No le había salido bien, realmente. El tocino se había quemado y el maíz estaba pegoteado. Para sorpresa de todos, Karl no hizo ningún comentario. En cambio, habló de lo hermoso que era el día, de todo lo que esperaba hacer y de lo agradable que era comer en compañía. Pero Karl y James parecían estar disfrutando de algo muy privado que Anna no podía compartir. No obstante, estaba complacida con la manera en que Karl parecía aceptar a su hermano.
Era un día privilegiado, de colores brillantes: el azul del cielo y el verde de los árboles reverberaban con el reflejo dorado de la luz solar. El sol no había alcanzado todavía la periferia del claro cuando los tres salieron. De los ganchos de arriba de la repisa, Karl descolgó su hacha y le entregó la hachuela a Anna. James aceptó con orgullo el rifle, una vez más.
– Vengan -dijo-. Primero les mostraré el lugar donde estará nuestra cabaña.

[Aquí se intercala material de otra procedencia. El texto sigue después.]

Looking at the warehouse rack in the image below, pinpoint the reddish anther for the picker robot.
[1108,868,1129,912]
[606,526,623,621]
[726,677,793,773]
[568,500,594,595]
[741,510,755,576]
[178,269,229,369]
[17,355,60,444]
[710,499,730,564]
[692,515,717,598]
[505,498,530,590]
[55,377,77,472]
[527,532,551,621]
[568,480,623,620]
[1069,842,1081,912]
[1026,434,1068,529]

Atravesó a grandes zancos el claro hasta la base de piedras que formaban un rectángulo de cuatro metros por cinco y medio. Cuando subió a la base, puso un pie sobre una de sus piedras y señaló un lugar con la punta del hacha.
– Aquí estará la puerta, mirando al este. Usé mi brújula, una buena casa debe estar perpendicular a la Tierra.
Volviéndose a Anna, dijo:
– No habrá pisos sucios en esta casa, Anna. Aquí tendremos verdaderos pisos de madera. Acarreé las piedras de las tierras a lo largo del arroyo; las más planas que pude encontrar, para sostener los troncos de la base.
Luego, se volvió, y con un ligero movimiento, deslizó el suave y curvado mango de fresno por su mano. Señalando otra vez, dijo:
– Yo mismo despejé este lugar y coloqué las trozas a lo largo del sendero hasta los alerces. -La doble hilera de leños seguía su camino como las vías del ferrocarril, y se perdía entre los árboles-. En mis tierras, tengo el alerce virgen más erguido del mundo. Con troncos así, tendremos una casa firme, ya verás. No usaré entramados de madera sino leños enteros, apenas aplanados para que encajen justo, así las paredes serán gruesas y tibias.
Trozas y entramados de madera no le decían nada a Anna, pero se daba cuenta, por la densidad del bosque, del trabajo que le había dado a Karl despejar ese ancho camino.
– Vengan, les pondremos el arnés a los caballos y empezaremos.
Mientras caminaban hacia el establo, Karl preguntó:
– ¿Alguna vez aparejaste una yunta, muchacho?
– No… no, señor -contestó James, todavía mirando los troncos por sobre su hombro.
– Si quieres ser un buen carrero, debes primero aprender a colocar el arnés. Te enseñaré ahora -dijo Karl con decisión-. A tu hermana también. Puede llegar el momento en que necesite saberlo.
Entraron en el establo y Karl saludó a los animales con palabras tiernas. Se acercó a ellos y los palmeó en la grupa y el cuello; finalmente, les frotó la piel entre los ojos. El establo era pequeño, y el espacio, estrecho.
– Ven -le dijo Karl a Bill. Pero el caballo se quedó muy tranquilo esperando más caricias-. Ven -repitió Karl, más serio, apretujando su cuerpo entre el animal y la pared, y dándole a Bill una fuerte palmada para que obedeciera pero sin lastimarlo. Bill se movió, mientras que Anna estaba asombrada de ver cómo Karl se animaba a meter su cuerpo entre un animal tan enorme y la sólida pared del establo.